O evento, organizado por Sandra Ataíde e Anabela Ataíde, teve dois pontos de encontro distintos, a poucos metros um do outro. Enquanto perto de uma centena de pessoas acendia velas em frente ao tribunal, cerca de 50 outras pessoas juntaram-se no local onde Gabriela foi assassinada.
O MINHO falou com Anabela Ataíde, criadora do grupo de Facebook “Mulheres de Braga”, que deu conta de vários testemunhos de mulheres, vítimas de assédio e violência física e psicológica, que se sentem “humilhadas” pelos tribunais.
“O grupo era para ser um cantinho mas já conta com mais de 6 mil mulheres que desabafam e contam um pouco do que sofrem”, explica Anabela, dando exemplo de mulheres que, face a agressões dos maridos, denunciaram o caso e tiveram de partir para uma casa de abrigo com os filhos.

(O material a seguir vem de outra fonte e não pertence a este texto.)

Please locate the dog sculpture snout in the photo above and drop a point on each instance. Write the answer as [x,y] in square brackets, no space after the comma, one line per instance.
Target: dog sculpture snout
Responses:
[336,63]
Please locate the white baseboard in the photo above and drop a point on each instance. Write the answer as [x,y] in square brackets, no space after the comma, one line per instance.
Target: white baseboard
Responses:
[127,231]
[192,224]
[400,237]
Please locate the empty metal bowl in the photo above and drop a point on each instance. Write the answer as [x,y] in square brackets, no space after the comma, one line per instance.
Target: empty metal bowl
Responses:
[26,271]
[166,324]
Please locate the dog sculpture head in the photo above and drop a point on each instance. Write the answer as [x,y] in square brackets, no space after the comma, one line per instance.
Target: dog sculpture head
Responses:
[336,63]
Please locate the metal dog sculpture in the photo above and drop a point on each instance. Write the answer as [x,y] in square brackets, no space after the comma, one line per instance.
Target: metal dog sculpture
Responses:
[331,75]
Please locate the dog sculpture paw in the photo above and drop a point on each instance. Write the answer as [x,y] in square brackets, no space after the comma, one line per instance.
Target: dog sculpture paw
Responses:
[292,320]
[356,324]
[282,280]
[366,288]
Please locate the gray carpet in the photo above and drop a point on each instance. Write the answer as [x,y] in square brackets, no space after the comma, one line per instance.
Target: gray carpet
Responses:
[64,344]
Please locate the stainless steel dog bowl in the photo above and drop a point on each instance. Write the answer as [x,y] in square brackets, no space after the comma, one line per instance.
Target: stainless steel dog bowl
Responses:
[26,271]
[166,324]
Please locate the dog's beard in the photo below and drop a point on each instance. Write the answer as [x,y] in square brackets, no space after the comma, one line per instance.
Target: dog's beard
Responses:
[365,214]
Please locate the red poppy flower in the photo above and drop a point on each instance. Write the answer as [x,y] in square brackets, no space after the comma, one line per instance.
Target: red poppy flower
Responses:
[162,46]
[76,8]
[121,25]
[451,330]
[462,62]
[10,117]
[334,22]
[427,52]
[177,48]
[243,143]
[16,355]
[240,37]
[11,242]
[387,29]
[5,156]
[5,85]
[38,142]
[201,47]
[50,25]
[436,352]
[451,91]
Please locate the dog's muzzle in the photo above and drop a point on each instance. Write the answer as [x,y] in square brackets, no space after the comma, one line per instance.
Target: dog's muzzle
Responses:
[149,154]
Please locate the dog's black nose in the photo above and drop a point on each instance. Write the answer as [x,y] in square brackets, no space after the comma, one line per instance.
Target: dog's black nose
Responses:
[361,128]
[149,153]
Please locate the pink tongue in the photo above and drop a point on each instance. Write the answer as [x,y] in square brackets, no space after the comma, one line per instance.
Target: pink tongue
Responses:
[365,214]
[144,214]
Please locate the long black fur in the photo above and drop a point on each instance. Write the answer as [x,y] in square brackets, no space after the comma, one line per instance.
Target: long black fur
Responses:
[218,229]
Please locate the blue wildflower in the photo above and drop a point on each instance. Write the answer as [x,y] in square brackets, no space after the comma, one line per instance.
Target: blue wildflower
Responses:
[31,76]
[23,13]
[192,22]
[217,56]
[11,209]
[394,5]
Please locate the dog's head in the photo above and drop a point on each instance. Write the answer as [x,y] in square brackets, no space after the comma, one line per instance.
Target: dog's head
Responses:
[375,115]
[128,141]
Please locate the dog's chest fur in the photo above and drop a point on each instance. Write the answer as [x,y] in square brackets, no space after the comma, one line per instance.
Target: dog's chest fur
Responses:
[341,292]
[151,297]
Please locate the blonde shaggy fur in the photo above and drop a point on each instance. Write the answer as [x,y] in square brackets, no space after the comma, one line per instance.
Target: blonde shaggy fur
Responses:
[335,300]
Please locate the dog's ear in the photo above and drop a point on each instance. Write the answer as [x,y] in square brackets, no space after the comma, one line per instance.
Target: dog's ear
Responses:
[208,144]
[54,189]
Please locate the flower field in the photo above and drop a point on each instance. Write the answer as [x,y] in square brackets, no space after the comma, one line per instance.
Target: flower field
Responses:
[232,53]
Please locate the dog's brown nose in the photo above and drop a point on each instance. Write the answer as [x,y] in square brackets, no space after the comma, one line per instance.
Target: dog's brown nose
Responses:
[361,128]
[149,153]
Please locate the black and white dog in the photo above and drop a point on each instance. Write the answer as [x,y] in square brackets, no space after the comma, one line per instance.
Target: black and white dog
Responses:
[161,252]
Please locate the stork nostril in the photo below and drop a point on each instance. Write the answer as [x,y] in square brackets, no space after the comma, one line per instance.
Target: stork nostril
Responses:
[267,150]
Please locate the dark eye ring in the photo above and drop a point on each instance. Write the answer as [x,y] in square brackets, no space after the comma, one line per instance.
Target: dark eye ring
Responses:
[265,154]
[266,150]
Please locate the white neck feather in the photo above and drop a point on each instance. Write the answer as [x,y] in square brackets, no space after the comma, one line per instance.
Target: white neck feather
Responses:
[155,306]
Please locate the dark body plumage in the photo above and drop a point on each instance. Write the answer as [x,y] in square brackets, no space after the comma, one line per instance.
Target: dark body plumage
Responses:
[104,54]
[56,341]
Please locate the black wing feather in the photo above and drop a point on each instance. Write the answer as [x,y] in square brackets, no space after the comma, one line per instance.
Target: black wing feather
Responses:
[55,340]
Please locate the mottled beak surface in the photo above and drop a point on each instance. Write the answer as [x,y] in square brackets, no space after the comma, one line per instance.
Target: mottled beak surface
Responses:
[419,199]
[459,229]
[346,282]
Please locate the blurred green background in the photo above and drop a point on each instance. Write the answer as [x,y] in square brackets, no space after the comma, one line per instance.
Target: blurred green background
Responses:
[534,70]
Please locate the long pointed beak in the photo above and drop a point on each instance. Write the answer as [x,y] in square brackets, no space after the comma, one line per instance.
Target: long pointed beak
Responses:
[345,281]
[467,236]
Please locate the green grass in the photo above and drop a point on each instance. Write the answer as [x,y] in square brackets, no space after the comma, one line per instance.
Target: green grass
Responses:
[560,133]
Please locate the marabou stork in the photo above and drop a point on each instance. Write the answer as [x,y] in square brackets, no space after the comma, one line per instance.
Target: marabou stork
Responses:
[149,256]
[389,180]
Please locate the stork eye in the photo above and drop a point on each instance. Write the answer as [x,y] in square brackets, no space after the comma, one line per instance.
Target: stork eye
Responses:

“É inexplicável como é que as mulheres têm de sair da vida normal e os agressores ficam em casa, ou com pulseira eletrónica ou como arguidos”, lamenta, indicando que “há lá [no grupo da rede social] desabafos de mulheres que estão a aguardar decisões do tribunal mas que são perseguidas na rua pelos agressores e os magistrados dizem que não podem fazer nada porque a rua é pública”.
Outra queixa generalizada que Anabela tem assistido é a falta de instituições a quem recorrer durante estas situações. “Vamos fazer uma petição para alterar leis, porque a polícia só pode fazer o que a lei deixa mas se as leis forem alteradas, os polícias podem agir de outra forma, de acordo com a lei”.
Anabela explica que está a ser preparada uma petição para entregar na Assembleia da República para alteração de leis de forma a que “nem mais uma mulher morra às mãos destes assassinos”.
É preciso falar destes casos nas escolas
Sandra Ataíde, outra das organizadoras desta vigília, é presidente da Associação de Pais da EB 1 das Parretas, em Braga, e lamenta que muitas crianças já vejam a violência doméstica como “algo normal”. “Alguns miúdos acham normal porque assistem ao pai a bater na mãe em casa e não há ninguém na escola que lhe diga que isso não é normal”, vinca.
Pena perpétua para os assassinos
Marta Costa e Gabriela Magalhães vieram de Vila Verde propositadamente para manifestar apoio às mulheres que se veem neste tipo de situação. Gabriela crê que as penas são demasiado leves e que isso faz com que estas situações se continuem a repetir. “Eu acredito na reabilitação mas acho que 25 anos é muito pouco para quem tira a vida a alguém neste contexto”, diz, apontando a “pena perpétua” como medida a ser tomada nestes casos.
“Este agressor [de Gabriela Monteiro] é confesso, no entanto, vai ser condenado e há provas evidentes para o condenar, no entanto daqui a uns anos está cá fora e o mal é de quem foi e dos filhos que cá ficam. Estas situações são diárias e isso é uma vergonha”, salienta.
“A Gabriela Monteiro foi assassinada no meio da rua com crianças a assistir, a 100 metros de uma esquadra e a 20 metros de um tribunal. Isto é surreal, mas só é surreal porque é permissivo pela lei”, vinca.
Marta Costa concorda com a amiga e sublinha que é necessário “tomar medidas mais sérias para este tipo de crime”. “Não se admite, neste século, isto ainda acontecer. É preciso tomar medidas drásticas porque senão as pessoas não vão parar e vai chegar ao ponto de se fazer justiça pelas próprias mãos”.
Luís é homem mas sente-se envergonhado
Luís Cardona, de Braga, marcou presença na vigília, não só porque é conhecido da vítima mas porque se sentiu afetado por este crime. “Isto não tem classificação, foi uma situação chocante que me afetou bastante, chegando a envergonhar-me pelos homens que fazem isto, embora seja um crime que acontece também com homens a serem vítimas”, diz.
O morador em Real refere que este tipo de vigílias são importantes para “se pôr um termo a isto”. “Acredito que cada vez mais se dê atenção a estes casos com este tipo de mobilização popular”, finalizou.
20 mulheres mortas em 2019
Gabriela Monteiro foi a vigésima sexta vítima mortal de violência doméstica, este ano, em Portugal. Na lista, de acordo com dados da Procuradoria Geral de República (PGR), constam 20 vítimas do sexo feminino e seis do sexo masculino. 25 adultos e uma criança. Na região do Minho, esta foi a quarta morte registada em 2019, no âmbito deste crime.